More Power Cuts

Officials at South Africa’s unstable power utility giant, Eskom, announced Dec. 9 that extraordinary measures were needed to prevent the country’s electrical grid from collapsing amid plant breakdowns and extreme weather conditions. The company opted to increase its level of load shedding, a maneuver that takes demand strain off the grid, to 6,000 megawatts, amounting to its biggest-ever forced power cut. Eskom authorities also asked companies in the country’s mining sector to reduce power consumption by 20 percent, stalling multiple operations across the country.

Why It Matters

The unprecedented cuts follow six days of a lower level of forced power reduction, underscoring the severity of South Africa's electricity crisis. Even in light of its ongoing problems, Eskom's demand that mining companies cut power consumption, however, is particularly notable, given the importance of mineral extraction to the country's economy. Mining, which accounted for roughly 7.3 percent of the country's gross domestic product in 2019, is a foreign-currency cash cow for Pretoria that employs nearly half a million South Africans. Many of its mining businesses, however, cannot safely conduct operations with reduced power.

As a result, the demand that mining power usage be reduced by 20 percent will force many companies to fall behind on production by leaving them with little choice but to halt extraction efforts — especially those involved in electricity-dependent mining operations, such as platinum and palladium. Indeed, multiple platinum, gold and diamond extraction mines shuttered their night shifts on Dec. 9 and morning shifts on Dec. 10. Given South Africa’s dominant position in global platinum and palladium mining, the market reacted sharply to the decision to even temporarily halt operations, with platinum prices rapidly rising by 1.2 percent and palladium prices up 0.6 percent. 

A Gloomy Forecast 

Years of corruption and mismanagement and a lack of investment have eroded South Africa’s electrical grid. Costs for electricity, once cheap and reliable in South Africa, have skyrocketed amid Eskom's declining ability to deliver it reliably. Ever since Eskom's problems first began to emerge, South Africa’s electricity woes have plagued the country's economy by forcing households and businesses to either rely on more expensive means of power generation (such as auxiliary generators) or go without.
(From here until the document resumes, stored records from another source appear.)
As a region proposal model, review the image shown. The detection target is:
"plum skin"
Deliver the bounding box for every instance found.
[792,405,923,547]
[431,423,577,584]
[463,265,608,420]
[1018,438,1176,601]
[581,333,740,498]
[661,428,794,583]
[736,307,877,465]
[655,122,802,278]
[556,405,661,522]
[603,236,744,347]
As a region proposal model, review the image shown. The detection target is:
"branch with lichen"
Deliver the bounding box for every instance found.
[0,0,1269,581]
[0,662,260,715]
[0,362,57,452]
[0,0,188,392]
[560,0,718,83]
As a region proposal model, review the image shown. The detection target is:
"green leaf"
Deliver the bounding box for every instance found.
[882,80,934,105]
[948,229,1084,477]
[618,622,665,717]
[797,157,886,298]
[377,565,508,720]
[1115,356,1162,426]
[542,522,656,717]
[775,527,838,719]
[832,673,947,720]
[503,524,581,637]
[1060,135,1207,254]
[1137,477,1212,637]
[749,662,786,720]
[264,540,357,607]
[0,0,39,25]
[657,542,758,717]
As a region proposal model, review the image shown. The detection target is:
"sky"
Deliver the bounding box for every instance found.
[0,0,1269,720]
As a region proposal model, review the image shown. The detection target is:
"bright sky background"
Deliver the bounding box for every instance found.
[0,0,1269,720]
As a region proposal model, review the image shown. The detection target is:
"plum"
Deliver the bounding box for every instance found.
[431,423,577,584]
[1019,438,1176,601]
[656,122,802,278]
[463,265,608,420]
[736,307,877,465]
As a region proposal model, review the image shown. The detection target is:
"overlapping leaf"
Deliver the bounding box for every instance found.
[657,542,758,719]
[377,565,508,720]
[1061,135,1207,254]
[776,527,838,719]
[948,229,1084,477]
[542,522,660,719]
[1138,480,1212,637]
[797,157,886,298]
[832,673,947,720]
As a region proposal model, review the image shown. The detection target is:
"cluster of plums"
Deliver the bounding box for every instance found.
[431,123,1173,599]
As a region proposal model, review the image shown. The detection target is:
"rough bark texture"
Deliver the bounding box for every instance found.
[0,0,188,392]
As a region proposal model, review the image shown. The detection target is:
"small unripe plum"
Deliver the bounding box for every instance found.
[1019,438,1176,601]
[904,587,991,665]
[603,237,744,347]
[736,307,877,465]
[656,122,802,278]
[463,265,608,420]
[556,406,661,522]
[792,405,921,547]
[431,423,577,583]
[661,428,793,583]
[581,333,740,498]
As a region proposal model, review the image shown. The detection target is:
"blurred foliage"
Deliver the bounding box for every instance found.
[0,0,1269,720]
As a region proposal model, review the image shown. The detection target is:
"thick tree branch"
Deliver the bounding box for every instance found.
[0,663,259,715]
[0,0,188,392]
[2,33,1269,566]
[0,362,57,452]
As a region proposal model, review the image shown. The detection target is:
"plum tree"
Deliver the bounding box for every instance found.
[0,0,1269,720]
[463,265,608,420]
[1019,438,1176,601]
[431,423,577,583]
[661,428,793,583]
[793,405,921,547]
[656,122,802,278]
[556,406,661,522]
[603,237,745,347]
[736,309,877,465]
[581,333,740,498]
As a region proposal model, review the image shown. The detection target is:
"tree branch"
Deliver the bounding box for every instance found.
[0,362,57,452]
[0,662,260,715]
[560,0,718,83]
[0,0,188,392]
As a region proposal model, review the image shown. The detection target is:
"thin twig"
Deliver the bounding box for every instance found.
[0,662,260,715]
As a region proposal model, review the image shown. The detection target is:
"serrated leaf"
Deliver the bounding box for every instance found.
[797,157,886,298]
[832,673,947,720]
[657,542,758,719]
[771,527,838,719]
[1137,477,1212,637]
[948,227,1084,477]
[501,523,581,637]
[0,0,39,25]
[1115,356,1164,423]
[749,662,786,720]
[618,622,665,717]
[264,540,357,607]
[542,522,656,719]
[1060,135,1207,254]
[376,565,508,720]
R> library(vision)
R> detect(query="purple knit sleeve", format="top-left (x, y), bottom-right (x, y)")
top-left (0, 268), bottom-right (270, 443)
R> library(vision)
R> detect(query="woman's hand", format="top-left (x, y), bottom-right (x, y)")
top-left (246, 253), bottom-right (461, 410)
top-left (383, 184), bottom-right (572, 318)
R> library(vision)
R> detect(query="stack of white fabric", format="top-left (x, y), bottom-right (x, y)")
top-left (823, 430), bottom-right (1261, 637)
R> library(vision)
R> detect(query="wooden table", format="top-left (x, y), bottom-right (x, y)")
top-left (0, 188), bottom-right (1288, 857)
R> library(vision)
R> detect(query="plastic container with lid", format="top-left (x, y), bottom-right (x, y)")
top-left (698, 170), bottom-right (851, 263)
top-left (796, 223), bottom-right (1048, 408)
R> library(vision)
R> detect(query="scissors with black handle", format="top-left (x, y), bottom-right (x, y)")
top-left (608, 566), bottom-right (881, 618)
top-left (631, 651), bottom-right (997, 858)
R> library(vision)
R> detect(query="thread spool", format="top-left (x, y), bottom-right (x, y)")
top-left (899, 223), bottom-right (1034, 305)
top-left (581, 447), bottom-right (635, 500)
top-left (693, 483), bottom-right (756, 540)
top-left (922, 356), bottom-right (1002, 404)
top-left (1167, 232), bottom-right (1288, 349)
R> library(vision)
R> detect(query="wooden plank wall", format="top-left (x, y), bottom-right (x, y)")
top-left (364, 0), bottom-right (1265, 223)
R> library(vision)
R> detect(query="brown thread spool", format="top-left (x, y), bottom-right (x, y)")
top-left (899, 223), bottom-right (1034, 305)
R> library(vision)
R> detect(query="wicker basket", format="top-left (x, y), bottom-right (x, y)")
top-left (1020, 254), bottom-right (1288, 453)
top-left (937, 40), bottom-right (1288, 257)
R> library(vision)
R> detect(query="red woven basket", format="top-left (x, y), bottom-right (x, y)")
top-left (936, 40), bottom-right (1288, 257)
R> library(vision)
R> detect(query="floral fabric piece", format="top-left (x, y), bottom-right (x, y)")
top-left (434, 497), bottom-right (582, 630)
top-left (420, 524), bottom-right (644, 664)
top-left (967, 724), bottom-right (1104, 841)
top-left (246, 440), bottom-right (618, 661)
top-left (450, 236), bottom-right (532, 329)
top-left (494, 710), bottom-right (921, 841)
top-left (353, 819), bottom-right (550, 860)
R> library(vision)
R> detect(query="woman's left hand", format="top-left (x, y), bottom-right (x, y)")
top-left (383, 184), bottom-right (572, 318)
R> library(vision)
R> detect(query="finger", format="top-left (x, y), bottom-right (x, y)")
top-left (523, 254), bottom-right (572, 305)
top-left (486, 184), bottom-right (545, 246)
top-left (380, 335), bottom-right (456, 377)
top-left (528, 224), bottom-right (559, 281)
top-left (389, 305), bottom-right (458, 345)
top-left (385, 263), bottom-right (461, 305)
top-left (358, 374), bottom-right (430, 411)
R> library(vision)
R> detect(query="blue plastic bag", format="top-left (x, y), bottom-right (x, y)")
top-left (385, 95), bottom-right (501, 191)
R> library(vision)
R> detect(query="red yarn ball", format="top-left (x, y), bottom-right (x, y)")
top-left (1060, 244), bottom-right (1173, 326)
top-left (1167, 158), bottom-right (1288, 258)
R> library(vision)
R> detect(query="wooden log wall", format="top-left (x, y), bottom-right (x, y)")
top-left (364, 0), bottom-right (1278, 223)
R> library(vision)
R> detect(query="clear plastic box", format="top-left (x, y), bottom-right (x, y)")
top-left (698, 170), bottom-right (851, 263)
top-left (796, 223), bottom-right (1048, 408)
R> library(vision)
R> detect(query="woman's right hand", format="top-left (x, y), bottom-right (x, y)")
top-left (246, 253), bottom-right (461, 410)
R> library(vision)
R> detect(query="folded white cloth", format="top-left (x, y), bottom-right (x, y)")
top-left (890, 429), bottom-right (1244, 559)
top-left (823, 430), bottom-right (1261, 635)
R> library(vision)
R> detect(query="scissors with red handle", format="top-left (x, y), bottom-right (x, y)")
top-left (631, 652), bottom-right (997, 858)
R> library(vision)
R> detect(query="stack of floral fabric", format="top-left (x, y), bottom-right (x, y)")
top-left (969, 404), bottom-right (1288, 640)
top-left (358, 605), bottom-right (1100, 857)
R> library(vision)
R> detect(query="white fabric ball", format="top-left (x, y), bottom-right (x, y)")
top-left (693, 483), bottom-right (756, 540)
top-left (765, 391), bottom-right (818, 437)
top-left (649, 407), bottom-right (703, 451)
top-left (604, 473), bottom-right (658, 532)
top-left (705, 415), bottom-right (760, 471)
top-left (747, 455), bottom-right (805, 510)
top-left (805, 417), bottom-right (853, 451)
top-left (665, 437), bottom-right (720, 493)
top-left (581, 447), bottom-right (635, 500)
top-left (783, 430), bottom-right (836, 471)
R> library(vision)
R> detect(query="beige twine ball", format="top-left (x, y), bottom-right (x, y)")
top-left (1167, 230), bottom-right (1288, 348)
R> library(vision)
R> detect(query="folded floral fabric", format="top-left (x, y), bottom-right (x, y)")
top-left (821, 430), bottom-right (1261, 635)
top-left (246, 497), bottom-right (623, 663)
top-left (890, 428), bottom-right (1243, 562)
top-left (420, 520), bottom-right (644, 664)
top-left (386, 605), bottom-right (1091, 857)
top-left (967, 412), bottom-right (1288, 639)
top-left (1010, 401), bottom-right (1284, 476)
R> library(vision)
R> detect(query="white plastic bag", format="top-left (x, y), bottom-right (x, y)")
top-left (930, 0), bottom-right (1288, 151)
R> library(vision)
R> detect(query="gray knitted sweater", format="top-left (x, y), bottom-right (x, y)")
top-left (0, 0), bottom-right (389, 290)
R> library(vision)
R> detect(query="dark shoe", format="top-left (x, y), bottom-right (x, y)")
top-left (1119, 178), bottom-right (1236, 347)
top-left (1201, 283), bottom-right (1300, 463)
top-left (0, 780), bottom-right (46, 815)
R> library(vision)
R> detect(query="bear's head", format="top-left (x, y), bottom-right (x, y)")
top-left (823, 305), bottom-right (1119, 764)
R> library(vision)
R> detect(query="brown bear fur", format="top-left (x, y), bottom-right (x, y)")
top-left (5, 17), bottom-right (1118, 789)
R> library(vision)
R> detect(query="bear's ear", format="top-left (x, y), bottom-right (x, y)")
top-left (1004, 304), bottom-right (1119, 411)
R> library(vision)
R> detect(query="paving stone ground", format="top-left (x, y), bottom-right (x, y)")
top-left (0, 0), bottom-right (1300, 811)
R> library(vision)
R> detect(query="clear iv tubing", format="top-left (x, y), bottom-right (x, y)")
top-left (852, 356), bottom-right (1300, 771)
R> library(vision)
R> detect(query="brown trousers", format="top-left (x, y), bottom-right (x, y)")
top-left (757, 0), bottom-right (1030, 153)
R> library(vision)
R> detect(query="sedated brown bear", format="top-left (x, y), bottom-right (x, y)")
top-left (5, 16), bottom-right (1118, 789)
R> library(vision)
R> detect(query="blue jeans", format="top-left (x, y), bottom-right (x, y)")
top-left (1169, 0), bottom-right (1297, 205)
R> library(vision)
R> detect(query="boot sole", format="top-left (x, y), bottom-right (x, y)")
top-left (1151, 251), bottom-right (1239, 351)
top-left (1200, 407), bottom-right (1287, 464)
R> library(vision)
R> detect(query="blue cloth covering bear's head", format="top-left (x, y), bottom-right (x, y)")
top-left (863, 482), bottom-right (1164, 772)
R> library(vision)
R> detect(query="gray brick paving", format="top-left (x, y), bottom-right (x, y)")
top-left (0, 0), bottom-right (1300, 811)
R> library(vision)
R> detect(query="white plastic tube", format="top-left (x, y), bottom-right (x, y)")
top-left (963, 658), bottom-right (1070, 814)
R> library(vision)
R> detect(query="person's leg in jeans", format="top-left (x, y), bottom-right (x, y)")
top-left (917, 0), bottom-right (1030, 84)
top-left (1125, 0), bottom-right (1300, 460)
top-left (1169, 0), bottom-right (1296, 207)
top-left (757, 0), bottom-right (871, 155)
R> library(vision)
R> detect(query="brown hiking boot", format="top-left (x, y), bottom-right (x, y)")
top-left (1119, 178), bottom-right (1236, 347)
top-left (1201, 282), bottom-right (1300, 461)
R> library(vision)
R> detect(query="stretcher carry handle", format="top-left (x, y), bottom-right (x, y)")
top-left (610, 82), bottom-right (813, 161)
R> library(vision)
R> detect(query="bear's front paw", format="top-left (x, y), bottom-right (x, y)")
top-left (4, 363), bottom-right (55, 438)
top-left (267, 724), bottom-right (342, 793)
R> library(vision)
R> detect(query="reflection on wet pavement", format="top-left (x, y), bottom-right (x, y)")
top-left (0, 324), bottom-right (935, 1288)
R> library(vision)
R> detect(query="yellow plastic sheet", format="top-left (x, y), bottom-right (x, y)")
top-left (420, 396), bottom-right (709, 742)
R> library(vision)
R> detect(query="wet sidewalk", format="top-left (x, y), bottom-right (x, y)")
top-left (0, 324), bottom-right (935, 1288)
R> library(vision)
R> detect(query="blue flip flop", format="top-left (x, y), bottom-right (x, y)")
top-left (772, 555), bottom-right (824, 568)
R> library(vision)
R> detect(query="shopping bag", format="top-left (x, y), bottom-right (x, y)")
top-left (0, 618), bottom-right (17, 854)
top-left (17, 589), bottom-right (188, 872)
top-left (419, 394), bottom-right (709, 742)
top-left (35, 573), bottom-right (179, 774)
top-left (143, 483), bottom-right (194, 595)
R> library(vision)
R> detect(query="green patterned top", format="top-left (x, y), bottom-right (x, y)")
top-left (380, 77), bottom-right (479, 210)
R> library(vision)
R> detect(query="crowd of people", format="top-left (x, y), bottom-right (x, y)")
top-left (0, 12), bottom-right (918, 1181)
As efforts to turn around its troubled power utility monopoly founder, South Africa's unreliable electrical grid risks further darkening the country's already dim financial prospects. 

The timing could hardly be worse for South Africa. Deep political infighting and lackluster economic growth, combined with the ever-shakier electrical grid, risks trapping the country in a downward spiral that it won't be able to escape anytime soon. Fixing Eskom's perennial ineffectiveness, in particular, will require a massive overhaul of its power plants and transmission infrastructure that will likely take several years, if not more, to complete. Until then, the utility's continuing problems will risk cutting into miners' profits, decreasing output and increasing global prices whenever South Africa’s load-shedding worsens.